I’ll be honest with you. When I started writing this review, I was only doing it to get this game out of the way. I really wanted to review episodes 4 and 5, and it just didn’t seem right to skip this tale of the emo undead, no matter how mediocre I may have found it upon first playthrough. As I began writing, however, I realized that this game taught me something. It taught me why I play Sam and Max. Not a deep, meaningful life lesson by any means, but a lesson nonetheless.
To catch people up who haven’t played the game already, New York is invaded by hoards of zombies, and Sam and Max must travel to Stuttgart in order to stop them at their source: a castle-turned-goth-club called “The Zombie Factory.”
“I will go this far and no further.”
As a number of reviews have pointed out, this game should have been brilliant. The designers are growing accustomed to the new hint system and introducing more complex, interesting puzzles without fear of alienating players. The subject matter seems custom-tailored for satire, and the addition of a zombie Abraham Lincoln just can’t hurt anything, ever. And yet, poised on the brink of absolute victory, Telltale seems to have faltered. They didn’t really fail, they just didn’t really come through either.
The puzzles in Night of the Raving Dead are actually quite good. They do tend to fall into the “Fetch me the three MacGuffins” genre that the series overuses, but the solutions are clever, witty, and require some serious observation and creative thought. This is starting to be an adventure series which rewards players for discarding the assumption that it will follow conventional adventure-game logic, and I really appreciate that.
One of the puzzles that stands out in the first half of the game is the goal of defeating Jorgen (your flaming [not literally] German emo-vampiric nemesis) by rendering him uncool in the eyes of his zombie entourage. This requires a variety of approaches, including subverting his own vampiric tendencies and manipulating European pop-culture trends using your status as the stars of Midtown Cowboys, and I applaud the designers for the effort that went into it.
Overall, the puzzles are enough to keep this game interesting. The problem? I just didn’t care. I may need to turn in my adventure gamer credentials, but by about 2/3 of the way through I found myself cranking the hint meter up to the max just to speed things along, and towards the very end I went straight to Telltale’s online walkthrough. Playing through a second time for this review, I realized: I don’t play Sam and Max for the puzzles. I play it for the story and the humor.
Unfortunately, story and humor is where “Night of the Raving Dead” falls, well, dead. Both in humor and characterization/plot, I felt like I was playing through a throw-away episode. The kind of filler that networks demand be inserted in order to stretch a 2-season show to 3 seasons, or to make it more “accessible” to people who haven’t followed the storyline.
The perfect storm of subject matter may have worked against the writers in this case, as they mostly ended up going for obvious, hackneyed, and cliched jokes.
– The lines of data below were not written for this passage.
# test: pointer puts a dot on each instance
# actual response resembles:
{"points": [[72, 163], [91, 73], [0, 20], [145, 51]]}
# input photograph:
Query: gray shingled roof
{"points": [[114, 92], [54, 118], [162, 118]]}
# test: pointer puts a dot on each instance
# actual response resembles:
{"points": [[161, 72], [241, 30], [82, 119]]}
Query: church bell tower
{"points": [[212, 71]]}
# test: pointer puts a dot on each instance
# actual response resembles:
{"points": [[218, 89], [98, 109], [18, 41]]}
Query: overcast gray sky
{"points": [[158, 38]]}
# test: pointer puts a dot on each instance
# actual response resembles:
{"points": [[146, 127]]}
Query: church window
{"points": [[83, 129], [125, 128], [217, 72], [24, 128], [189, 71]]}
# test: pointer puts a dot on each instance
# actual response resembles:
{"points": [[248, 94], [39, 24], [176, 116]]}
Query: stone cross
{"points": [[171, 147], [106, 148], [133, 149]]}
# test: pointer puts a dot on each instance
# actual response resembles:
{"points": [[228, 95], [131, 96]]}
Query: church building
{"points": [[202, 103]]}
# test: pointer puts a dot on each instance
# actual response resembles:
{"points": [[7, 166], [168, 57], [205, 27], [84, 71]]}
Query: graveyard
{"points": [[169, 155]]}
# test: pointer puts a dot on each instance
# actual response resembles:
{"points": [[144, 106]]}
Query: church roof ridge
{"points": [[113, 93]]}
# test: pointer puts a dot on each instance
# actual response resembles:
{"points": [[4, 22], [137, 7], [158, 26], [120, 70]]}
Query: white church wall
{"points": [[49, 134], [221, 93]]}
With the exception of a few funny one-liners (“Southern Gothic”), and a wonderfully done “Blucher” gag, I rarely even cracked a smile. For a game series which normally has me laughing loud enough that my neighbors can hear, this is a real disappointment.
There was a lot of self-referential humor in the game, but it felt forced, and often focused on the parts of the games I liked the least (like the fetch-quests), simply reinforcing their repetitive nature. Whether joking about the stereotypes of adventure games, or the stereotypes of flaming European club-goers, or the stereotypes about emo kids, most of the jokes were ones I’d heard before, and it all just felt played out. In particular, I just don’t think it’s possible to write an original joke about how Europeans like David Hasselhoff. Even if you write it in Sanskrit and have it center around the Book of Mormon, that exact joke will have been told at least twenty times before.
As for the plot and characterization, they really didn’t draw me in. Jergen’s motivation is never really established – he’s just sort of evil and whiny. (It’s mentioned in a one-line aside in the next game, reinforcing the fact that this episode doesn’t really connect to the story arc). To Telltale’s credit, they make him a good caricature, and I look forward to his one-liners and cameos in future seasons, but he lacks even the shallow third dimension that previous villains like Santa Claus and Roy G Biv had. Honestly, even Brady Culture had more of a backstory and motivation.
Could he be any hotter?
Bosco continues to be missing from this game, and while his absence turns out to be important at the end, it results in something of a humor gap. Sybil’s plot looks like it’s building momentum, but is thrown away at the end for no discernible reason beyond a motivation for nothing to have changed during this episode. And really, nothing did. Beyond the introduction of two new characters, nothing else has changed at all.
The one new character I really enjoyed was The Creature. Offering some of the best characterization in the episode, he was the only character I really empathized with. Unfortunately, his plot is also sacrificed in order to return everything to it’s starting conditions, and in a manner which seems particularly cruel, even for this series.
Overall, this isn’t actually a bad adventure game. I’d even go so far as to say it’s a good adventure game, particularly if you play for the puzzles. The story and writing just aren’t up to the shining standards I’m used to from Telltale.